Taking over a building for an immersive performance with a cast of 30, twigs’ project for Veuve Clicquot’s Widow Series is proof of her all-encompassing creativity
“I think nowadays we’ve lost our imaginations... We need people like twigs.”
So said dancer Damaris Lewis when she went head to head with the cover star for our 25th anniversary issue, and in light of twigs’ latest (and arguably most ambitious) project to date, the words couldn’t be more true. This week saw the performer take over an entire building for ‘Rooms’, a three-night-only spectacle starring 30 performers. Created for Veuve Clicquot’s second annual Halloween special The Widow Series, ‘Rooms’ was written, directed and curated by twigs, and follows the story of the fictional Diamas (twigs), pursued by her “keeper”, Capricorn. Marking the 150th anniversary of her death, the series is dedicated to the trailblazing Widow Clicquot (veuve meaning widow in French) who famously took over her late husband’s champagne company, transforming it with her creativity.
Wednesday marked the first night. When you entered the building, you left behind the paparazzi crowding the corner and the traffic streaming up the nearby Shoreditch High Street, and entered a choose your own adventure maze that changed with every doorway. An immersive space inspired by the Zodiac, each room was themed around the characters and traits of the twelve signs. While horoscopes are often seen with a disdain that stems from their frivolous and feminine associations (recalling stereotypes of superstitious aunts or the trite predictions offered on the pages of teen magazines) here they provided a well of inspiration which explored every aspect of humanity with no snobbery about it.
“Where to find twigs was like a rumour or game of hide and seek – whispers that she was in this room or that circulated the house, as strange scenes unfolded in every corner”
The set design was created in collaboration with agency Streeters, a testament to the incredible power of their artists.

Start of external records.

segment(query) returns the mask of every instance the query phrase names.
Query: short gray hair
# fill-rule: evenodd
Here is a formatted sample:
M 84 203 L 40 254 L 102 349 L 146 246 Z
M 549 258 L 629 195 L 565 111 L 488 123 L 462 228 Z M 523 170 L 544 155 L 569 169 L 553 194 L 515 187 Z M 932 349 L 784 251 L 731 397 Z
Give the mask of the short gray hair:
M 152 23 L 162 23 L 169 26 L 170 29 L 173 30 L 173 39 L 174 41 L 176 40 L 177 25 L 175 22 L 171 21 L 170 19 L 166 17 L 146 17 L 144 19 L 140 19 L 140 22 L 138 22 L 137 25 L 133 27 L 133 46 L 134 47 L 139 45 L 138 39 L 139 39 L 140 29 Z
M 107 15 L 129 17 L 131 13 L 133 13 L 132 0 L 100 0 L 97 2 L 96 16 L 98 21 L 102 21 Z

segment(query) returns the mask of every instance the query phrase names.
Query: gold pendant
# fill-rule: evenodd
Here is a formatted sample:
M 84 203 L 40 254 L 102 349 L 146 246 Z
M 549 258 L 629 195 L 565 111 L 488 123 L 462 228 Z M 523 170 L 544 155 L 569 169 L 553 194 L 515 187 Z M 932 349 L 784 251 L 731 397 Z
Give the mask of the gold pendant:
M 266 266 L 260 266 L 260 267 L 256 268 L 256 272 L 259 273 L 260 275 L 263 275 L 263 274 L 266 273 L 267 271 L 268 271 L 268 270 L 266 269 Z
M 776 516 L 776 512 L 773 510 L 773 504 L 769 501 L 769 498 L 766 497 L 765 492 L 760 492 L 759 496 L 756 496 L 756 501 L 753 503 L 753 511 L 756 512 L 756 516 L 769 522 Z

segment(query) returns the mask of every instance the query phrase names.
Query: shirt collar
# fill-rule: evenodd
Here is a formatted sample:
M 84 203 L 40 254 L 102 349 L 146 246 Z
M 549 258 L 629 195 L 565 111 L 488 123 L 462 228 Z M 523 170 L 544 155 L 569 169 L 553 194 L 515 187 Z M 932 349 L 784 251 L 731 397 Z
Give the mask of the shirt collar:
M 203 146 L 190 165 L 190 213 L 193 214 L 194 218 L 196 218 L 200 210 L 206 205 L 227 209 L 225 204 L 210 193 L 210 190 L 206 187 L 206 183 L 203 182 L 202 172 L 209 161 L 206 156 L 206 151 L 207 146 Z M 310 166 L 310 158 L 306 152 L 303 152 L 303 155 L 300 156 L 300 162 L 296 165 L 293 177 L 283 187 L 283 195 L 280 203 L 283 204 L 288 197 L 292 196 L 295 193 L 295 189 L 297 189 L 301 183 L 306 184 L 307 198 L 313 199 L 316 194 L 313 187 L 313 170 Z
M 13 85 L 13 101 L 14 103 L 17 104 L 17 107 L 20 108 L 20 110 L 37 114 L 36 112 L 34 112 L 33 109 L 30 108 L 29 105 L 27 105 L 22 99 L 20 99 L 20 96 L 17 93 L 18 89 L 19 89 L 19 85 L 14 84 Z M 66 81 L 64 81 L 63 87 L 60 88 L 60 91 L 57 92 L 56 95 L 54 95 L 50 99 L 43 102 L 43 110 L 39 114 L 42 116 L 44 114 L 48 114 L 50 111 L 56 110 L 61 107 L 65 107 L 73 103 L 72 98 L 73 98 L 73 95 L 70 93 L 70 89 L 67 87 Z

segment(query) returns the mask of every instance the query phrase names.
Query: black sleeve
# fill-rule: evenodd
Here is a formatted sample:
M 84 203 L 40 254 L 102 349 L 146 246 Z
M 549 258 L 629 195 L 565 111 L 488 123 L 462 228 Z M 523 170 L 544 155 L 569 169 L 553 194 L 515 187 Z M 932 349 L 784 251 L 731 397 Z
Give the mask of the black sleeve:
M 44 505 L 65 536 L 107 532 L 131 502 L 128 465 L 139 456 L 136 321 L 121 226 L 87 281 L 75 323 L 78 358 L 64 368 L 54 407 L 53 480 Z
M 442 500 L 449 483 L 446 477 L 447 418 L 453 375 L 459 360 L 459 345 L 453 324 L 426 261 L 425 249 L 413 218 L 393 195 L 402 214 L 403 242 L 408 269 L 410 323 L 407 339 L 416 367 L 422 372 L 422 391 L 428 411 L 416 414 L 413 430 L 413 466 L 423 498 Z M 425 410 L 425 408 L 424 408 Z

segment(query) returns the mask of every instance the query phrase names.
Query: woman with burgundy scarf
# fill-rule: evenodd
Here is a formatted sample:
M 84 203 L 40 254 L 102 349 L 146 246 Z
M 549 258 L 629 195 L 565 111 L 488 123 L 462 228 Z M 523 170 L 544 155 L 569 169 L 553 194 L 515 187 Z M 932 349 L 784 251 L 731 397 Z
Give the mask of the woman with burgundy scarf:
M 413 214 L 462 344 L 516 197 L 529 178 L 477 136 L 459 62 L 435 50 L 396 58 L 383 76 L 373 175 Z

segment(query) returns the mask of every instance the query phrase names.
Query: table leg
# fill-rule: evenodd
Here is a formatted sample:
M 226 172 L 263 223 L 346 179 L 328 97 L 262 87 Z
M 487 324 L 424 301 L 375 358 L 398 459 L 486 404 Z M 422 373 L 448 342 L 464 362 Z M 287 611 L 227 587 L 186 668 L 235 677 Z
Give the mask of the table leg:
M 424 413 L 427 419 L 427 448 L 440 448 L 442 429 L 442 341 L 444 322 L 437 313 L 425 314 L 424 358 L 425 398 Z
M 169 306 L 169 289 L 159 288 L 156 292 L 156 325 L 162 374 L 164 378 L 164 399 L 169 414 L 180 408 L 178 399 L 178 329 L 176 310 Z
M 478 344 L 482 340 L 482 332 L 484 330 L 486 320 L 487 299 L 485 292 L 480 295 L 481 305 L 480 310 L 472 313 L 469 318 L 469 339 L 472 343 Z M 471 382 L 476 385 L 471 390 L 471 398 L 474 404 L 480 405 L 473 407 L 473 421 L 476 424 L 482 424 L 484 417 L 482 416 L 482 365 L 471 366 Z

In a basement space (Leo), Theo Adams Company put on an enthralling performance which saw them both assemble around a lifeless figure on a hospital bed and climb a chainlink fence, lip syncing to diva-worthy ballads. Ascend two floors, and you found a woman in a power suit being both tormented and seduced by a group of dancers in a corporate office where not all was as it seemed – a photocopier jutted from the wall as the grey flooring extended towards the ceiling (Virgo by Emma Roach). Climb the stairs and you came face to face with Taurus, a horned man prowling around his shipping container cage (Andrew Tomlinson). Every corridor, every staircase held surprises – there were taxidermy monkeys (Gemini by Gerard Santos), a passively pastel doctor’s waiting room with a window through to a clinical white cell (Libra by Andrea Stanley), a dive Chinese karaoke bar (Aries by David White), and a neon-lit room entirely covered in blue scales (Pisces by Jean-Michel Bertin).

And then there was twigs, who made her way through the spaces as Diamas, interacting with the performers as she went. Perched on a table in the cell, she admired her own reflection – on the floor of the office, she engaged in a game of power play with the suited woman. Where to find her was like a rumour or game of hide and seek – whispers that she was in this room or that circulated the house, as strange scenes unfolded in every corner.
Her penultimate performance took place amidst the sculptures which crowded Gary Card’s Scorpio room. Kneeling side by side with artist Olivier de Sagazan, they began to cover their bodies and faces with clay, moulding their heads together in a gruesome vision that recalled Rene Magritte’s “The Lovers”. With no holes to breathe from, they marked their faces and bodies in paint, splattering the audience as they did so.
The moment felt significant, symbolic of the evening as an expression of twigs as auteur – performer and director, both starring in and in control of her own narrative, a solo artist and one who uses collaboration to strengthen the potency of her vision. Watching her is entirely transfixing, even hypnotic, but rather than being voyeuristic, it feels deeply engaging, even emotional. As Damaris Lewis said, the world today is crying out for imagination – twigs’ is enough to sweep you up and transfix you, allowing you to become lost in a universe entirely of her making.